The guys over at Awards Watch are borderline obsessed with their red-headed divas, and there’s nothing wrong with that, but giving them early access to an already-hyped potential vehicle for Adams’ long-awaited Oscar only runs the risk of inflating their reaction, which I guess is good press from the studio’s marketing standpoint. The problem with taking these types of early Twitter reactions seriously in the grand scheme of the race, though, is that they’re immediate, unfiltered, and squished into 140 characters, where you’re forced to talk bigger instead of talking better, and inflated again by the fanboys on forums and blogs that seek them out after the screening. Audiences and pundits are waiting for an excuse to explode with praise for a film that’s already charged with Oscar conversation, especially this early in the year. This seems to happen every time an Oscar movie is screened early. They’ll freak out and heap praise immediately because:
A) They’re excited that they’ve seen it before everyone else
B) It fills the egos of those who’ve seen it because they were able to see it before anyone else, so of course they’re going to capitalize on that esteem by inflating their reaction as a means to validate the fact that, well, they’ve seen it before anyone else
I’m not doubting Adams’ performance at all. I actually have high hopes for it, though it’s just really tough for me to take seriously the opinion of an Adams’ fanboys who were given early access to one of her films, but the excitement (and the thirst) of those who’ve seen the film already is far too real and pre-established to amount to a serious reaction or gauging of her placement in the race thus far, and preview screenings without embargoes on audience reaction are only tools to aid in the film’s publicity machine.

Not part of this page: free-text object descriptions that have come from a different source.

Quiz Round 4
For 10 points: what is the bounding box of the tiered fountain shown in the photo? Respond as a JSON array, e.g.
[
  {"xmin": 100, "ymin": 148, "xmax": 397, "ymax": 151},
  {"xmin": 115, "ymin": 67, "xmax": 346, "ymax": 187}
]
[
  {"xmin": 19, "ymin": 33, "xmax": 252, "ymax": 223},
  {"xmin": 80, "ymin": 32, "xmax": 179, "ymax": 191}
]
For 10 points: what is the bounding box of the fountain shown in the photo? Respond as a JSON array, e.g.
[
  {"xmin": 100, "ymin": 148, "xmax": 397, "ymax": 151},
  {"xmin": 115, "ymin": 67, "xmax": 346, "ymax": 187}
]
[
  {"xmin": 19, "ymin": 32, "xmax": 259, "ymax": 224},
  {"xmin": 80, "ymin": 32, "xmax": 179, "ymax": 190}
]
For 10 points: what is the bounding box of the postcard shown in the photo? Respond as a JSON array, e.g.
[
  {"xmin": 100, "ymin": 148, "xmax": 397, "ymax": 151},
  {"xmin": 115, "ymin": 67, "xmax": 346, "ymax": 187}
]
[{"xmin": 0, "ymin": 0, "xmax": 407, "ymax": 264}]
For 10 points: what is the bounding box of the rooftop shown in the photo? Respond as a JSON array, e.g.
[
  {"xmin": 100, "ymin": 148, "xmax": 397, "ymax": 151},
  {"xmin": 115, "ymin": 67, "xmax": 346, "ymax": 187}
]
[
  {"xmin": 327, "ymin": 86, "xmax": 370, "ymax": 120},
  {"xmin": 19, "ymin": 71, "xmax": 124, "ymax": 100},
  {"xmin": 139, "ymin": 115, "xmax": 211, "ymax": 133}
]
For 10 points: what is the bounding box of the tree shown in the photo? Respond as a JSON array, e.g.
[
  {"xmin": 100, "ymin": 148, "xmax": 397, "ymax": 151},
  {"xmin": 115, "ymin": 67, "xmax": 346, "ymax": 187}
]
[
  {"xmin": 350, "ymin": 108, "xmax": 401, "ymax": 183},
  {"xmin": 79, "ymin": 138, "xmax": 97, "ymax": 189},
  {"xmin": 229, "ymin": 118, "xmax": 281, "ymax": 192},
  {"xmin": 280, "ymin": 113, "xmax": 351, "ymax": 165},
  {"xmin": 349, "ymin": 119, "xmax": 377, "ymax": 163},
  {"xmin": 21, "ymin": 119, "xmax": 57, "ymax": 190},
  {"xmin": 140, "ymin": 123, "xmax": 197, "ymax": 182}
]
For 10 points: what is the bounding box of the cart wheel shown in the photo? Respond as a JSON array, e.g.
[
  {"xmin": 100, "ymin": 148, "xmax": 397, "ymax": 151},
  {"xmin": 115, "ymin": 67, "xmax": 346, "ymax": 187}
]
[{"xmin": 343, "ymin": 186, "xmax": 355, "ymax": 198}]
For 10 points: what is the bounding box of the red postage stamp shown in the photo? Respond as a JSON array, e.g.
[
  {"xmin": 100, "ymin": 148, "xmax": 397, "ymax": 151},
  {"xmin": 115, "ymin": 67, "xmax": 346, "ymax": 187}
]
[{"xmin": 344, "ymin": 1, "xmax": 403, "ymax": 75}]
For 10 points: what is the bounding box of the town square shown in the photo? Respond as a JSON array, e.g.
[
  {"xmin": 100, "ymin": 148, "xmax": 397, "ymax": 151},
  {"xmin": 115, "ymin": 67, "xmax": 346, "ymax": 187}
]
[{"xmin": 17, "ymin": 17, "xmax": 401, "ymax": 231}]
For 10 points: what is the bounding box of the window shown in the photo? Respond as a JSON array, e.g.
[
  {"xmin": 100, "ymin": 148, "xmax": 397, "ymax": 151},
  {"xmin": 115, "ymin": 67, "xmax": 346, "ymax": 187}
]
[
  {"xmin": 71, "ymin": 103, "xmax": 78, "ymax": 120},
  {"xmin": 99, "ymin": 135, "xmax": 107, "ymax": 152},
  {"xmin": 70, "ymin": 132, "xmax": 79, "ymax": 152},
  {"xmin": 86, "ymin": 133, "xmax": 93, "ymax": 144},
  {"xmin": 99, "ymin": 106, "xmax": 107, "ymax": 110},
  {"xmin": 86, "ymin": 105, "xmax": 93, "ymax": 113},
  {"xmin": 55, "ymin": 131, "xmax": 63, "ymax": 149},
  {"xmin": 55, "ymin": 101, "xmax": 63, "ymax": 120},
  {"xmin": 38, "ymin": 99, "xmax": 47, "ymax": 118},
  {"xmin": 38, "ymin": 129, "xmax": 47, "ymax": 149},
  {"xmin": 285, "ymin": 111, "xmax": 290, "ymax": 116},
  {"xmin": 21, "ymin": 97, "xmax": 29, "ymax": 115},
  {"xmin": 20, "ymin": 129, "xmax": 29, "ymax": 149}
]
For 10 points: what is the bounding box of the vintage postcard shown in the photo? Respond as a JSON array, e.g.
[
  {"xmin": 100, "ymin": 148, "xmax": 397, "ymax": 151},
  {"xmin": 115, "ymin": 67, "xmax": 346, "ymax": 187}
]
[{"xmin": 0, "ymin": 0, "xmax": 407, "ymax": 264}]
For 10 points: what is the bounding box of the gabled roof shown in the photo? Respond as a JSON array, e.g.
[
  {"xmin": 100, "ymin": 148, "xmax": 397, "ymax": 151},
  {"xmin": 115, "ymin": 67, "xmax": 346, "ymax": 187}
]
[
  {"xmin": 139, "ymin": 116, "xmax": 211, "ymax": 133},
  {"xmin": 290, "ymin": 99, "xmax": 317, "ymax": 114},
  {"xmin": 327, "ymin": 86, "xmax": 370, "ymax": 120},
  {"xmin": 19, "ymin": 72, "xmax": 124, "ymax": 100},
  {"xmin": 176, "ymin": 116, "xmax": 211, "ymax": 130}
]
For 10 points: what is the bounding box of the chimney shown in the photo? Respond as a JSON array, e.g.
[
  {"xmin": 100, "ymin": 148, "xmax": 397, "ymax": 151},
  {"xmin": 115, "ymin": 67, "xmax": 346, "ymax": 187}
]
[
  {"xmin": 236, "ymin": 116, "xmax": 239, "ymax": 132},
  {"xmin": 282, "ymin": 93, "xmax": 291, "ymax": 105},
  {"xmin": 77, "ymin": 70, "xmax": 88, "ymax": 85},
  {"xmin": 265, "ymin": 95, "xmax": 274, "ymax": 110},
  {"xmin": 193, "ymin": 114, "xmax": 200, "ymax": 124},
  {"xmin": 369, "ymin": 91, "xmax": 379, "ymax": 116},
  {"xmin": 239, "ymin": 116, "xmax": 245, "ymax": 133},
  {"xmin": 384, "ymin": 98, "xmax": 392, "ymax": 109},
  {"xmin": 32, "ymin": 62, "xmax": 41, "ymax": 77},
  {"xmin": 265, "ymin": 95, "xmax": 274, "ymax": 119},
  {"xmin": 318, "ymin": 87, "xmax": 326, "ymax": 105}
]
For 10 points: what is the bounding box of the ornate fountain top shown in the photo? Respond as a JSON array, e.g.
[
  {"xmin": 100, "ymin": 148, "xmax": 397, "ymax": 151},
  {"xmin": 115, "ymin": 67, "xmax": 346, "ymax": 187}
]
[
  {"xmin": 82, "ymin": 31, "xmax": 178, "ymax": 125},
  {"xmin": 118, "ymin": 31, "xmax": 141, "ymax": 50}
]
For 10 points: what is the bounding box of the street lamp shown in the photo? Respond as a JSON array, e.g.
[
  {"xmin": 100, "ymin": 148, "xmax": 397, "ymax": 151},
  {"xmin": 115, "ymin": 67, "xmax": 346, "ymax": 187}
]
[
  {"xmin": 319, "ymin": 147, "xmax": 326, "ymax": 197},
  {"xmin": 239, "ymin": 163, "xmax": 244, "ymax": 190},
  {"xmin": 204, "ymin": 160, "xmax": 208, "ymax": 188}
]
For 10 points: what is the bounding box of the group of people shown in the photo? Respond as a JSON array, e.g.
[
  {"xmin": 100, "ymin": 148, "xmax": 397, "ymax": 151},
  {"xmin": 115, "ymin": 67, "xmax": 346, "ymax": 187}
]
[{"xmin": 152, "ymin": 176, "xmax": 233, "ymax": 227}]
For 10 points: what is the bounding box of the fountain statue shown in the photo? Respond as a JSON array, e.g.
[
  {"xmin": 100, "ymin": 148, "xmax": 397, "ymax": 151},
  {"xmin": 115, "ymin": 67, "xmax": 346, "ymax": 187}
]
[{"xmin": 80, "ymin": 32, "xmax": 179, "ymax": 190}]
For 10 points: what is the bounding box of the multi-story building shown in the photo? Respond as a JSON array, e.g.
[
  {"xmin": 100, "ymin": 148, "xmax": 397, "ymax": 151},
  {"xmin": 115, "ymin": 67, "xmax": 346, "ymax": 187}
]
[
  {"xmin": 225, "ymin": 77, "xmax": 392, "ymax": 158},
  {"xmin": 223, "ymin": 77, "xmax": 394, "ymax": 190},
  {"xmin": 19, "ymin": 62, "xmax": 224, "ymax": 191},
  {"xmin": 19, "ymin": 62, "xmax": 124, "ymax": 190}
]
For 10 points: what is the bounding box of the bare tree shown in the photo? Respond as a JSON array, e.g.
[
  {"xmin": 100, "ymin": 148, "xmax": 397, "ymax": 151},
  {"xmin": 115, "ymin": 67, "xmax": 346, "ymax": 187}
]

It’s important to pay attention to people’s reactions to these screenings as a whole, and not take the word of a few loud individuals who want to make their opinion on the film matter more than the collective. As a whole, it seems like people liked Adams’ performance. If you dig deeper, you’ll find that a good number of people actually feel that Waltz outshines her (see Oh No They Didn’t!’s review by clicking here).
The opinions of these chosen few don’t mean anything more or less than that, and a single day of screenings should, by no means, be used to say that an actress is going to win the Oscar when the landscape she’ll be competing in hasn’t even been laid out yet. It’s just irresponsible and false amplification of an untested, tiny sliver of a much larger race with fixings that have yet to fall entirely into place.
It all amount to little more than jockeying for the pole position, to being able to shout one’s own stance at Ground Zero, and our obsession with “being there” at the beginning instead of being in the moment when everything’s unfolding is turning the Oscar race into a dull screaming match between voices that don’t really matter.
As much as we’d like to gain control, to wrangle our favorites from the grasp of the studios who fuel their Oscar campaigns and steer them along the path to greatness, we lose sight of one thing: it’s all in the hands of the Academy, and we must surrender control until the time to intervene is just right. Keep the shouting to a minimum until all the pieces are in play, no?